Background: Convenient, reproducible, and rapid preservation of unique biological specimens is pivotal to their use in microbiome analyses. As an increasing number of human studies incorporate the gut microbiome in their design, there is a high demand for streamlined sample collection and storage methods that are amenable to different settings and experimental needs. While several commercial kits address collection/shipping needs for sequence-based studies, these methods do not preserve samples properly for studies that require viable microbes.

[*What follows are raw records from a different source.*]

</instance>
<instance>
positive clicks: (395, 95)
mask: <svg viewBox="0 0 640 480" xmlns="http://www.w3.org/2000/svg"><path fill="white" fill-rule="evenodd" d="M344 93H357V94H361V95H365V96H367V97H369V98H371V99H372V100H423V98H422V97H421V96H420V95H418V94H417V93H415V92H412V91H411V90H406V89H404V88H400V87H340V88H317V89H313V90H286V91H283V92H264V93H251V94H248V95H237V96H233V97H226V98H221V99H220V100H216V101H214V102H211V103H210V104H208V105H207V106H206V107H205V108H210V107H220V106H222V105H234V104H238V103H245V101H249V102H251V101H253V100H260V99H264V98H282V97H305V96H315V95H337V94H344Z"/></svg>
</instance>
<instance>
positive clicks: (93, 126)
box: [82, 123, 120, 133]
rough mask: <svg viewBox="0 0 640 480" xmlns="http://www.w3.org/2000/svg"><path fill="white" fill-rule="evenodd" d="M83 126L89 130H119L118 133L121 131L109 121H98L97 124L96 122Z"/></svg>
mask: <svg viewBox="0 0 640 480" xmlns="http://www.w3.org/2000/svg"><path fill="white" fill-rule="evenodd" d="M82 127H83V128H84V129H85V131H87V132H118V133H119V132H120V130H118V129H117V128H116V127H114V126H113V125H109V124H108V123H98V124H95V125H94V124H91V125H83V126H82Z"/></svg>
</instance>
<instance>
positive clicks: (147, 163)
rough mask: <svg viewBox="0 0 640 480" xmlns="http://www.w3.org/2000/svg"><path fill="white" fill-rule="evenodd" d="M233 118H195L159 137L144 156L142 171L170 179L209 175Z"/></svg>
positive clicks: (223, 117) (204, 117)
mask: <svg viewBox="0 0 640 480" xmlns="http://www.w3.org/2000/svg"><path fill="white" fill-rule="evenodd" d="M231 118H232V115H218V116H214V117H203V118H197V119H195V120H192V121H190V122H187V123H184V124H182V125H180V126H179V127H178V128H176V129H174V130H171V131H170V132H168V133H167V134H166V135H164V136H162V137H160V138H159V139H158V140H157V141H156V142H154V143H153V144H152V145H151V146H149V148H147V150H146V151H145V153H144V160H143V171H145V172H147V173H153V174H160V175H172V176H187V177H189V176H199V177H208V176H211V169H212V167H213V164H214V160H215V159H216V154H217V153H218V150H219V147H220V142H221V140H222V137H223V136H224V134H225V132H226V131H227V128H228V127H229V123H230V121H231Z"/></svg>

Results: We describe the Fecal Aliquot Straw Technique (FAST) of fecal sample processing for storage and subsampling. This method uses a straw to collect fecal material from samples recently voided or preserved at low temperature but not frozen (i.e., 4 °C). Different straw aliquots collected from the same sample yielded highly reproducible communities as disclosed by 16S rRNA gene sequencing; operational taxonomic units that were lost, or gained, between the two aliquots represented very low-abundance taxa (i.e., < 0.3% of the community). FAST-processed samples inoculated into germ-free animals resulted in gut communities that retained on average ~ 80% of the donor's bacterial community. Assessment of choline metabolism and trimethylamine-N-oxide accumulation in transplanted mice suggests large interpersonal variation.
Conclusions: Overall, FAST allows for repetitive subsampling without thawing of the specimens and requires minimal supplies and storage space, making it convenient to utilize both in the lab and in the field. FAST has the potential to advance microbiome research through easy, reproducible sample processing.
Keywords: Choline; FAST; Fecal Aliquot Straw Technique; Microbiome; TMAO.